Эта мысль заставила нас улыбнуться. Он отключил воду в обогревателе, так что я осталась на время без горячей воды, но и без новых луж на цокольном этаже. Он дал мне смету на замену обогревателя и взял с меня шестьдесят девять долларов за визит – на мой взгляд, справедливая цена. Мы пожелали друг другу счастливого праздника, и он ушел.

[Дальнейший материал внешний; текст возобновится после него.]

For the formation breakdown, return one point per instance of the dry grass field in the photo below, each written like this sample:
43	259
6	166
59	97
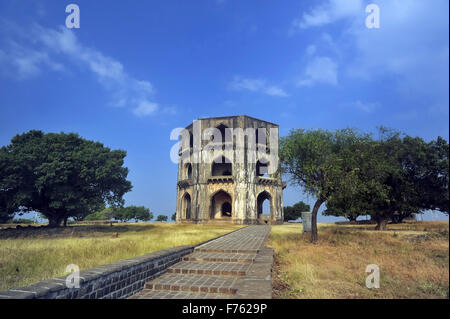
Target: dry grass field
32	255
413	258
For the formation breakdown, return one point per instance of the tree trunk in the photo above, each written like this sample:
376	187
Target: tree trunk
54	221
314	235
381	223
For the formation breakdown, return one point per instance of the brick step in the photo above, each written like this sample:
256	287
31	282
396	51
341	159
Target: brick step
168	294
193	283
210	268
221	257
226	250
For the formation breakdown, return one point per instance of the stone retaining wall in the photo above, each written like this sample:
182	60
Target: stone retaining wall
118	280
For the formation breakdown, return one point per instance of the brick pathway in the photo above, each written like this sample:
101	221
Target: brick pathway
232	266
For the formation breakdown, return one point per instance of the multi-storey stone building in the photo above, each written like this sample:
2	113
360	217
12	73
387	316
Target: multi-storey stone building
228	168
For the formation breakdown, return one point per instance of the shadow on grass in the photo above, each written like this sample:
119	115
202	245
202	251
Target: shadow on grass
73	231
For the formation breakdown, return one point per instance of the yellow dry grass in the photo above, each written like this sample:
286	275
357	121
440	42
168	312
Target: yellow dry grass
413	259
29	256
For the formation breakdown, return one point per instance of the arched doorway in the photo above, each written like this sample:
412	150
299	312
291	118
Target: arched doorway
262	168
186	211
221	167
221	206
264	207
188	171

Зазвонил телефон. Это оказалась Банни Фишер, отца которой, доктора Роберта Першинга Фостера, я упоминала в «Тепле других солнц». Она позвонила, чтобы проведать меня, поддерживала тесную связь на протяжении многих лет и особенно в последнее время, в связи с моими недавними потерями. Я рассказала ей о встрече с водопроводчиком и о маленьком чуде, которое произошло, когда мы смогли разговориться.

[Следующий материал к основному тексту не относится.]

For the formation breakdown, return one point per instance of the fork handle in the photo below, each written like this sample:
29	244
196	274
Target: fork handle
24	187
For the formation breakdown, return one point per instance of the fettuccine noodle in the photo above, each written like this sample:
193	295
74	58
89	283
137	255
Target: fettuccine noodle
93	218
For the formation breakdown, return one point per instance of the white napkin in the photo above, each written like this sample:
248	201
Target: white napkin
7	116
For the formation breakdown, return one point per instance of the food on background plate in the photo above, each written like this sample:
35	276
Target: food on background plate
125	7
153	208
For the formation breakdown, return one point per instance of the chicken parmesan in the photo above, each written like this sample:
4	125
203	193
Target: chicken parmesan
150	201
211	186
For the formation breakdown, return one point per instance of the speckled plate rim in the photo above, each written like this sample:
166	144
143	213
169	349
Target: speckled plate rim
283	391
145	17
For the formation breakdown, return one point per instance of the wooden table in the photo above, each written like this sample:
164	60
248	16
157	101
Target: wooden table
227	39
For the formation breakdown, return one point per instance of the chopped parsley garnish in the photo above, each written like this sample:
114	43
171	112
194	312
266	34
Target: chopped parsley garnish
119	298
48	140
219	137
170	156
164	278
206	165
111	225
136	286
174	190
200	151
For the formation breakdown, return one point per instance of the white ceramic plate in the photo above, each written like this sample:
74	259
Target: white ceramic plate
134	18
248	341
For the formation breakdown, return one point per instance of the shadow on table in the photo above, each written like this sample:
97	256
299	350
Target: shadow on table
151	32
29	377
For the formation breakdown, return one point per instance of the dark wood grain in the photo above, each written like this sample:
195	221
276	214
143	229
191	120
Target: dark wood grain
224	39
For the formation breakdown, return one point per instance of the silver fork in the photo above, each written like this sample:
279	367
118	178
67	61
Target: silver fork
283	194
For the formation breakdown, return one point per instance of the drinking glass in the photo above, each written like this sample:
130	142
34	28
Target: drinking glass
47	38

Как раз в этот момент раздался звонок в дверь, и телефонный разговор пришлось прекращать. Это был уже знакомый водопроводчик. Он объяснил свое возвращение необходимостью отключить газ в водонагревателе, чтобы тот не нагревал пустой бак. Теперь он знал дорогу, спустился в подвал, был беззаботным и болтливым, на мгновение будто стал родным.
– Все могло обернуться гораздо хуже, – сказал он. – Вода могла вырваться сверху, разрушить все и ошпарить вас или того, кто попытался бы все починить. Я видел и более серьезные вещи.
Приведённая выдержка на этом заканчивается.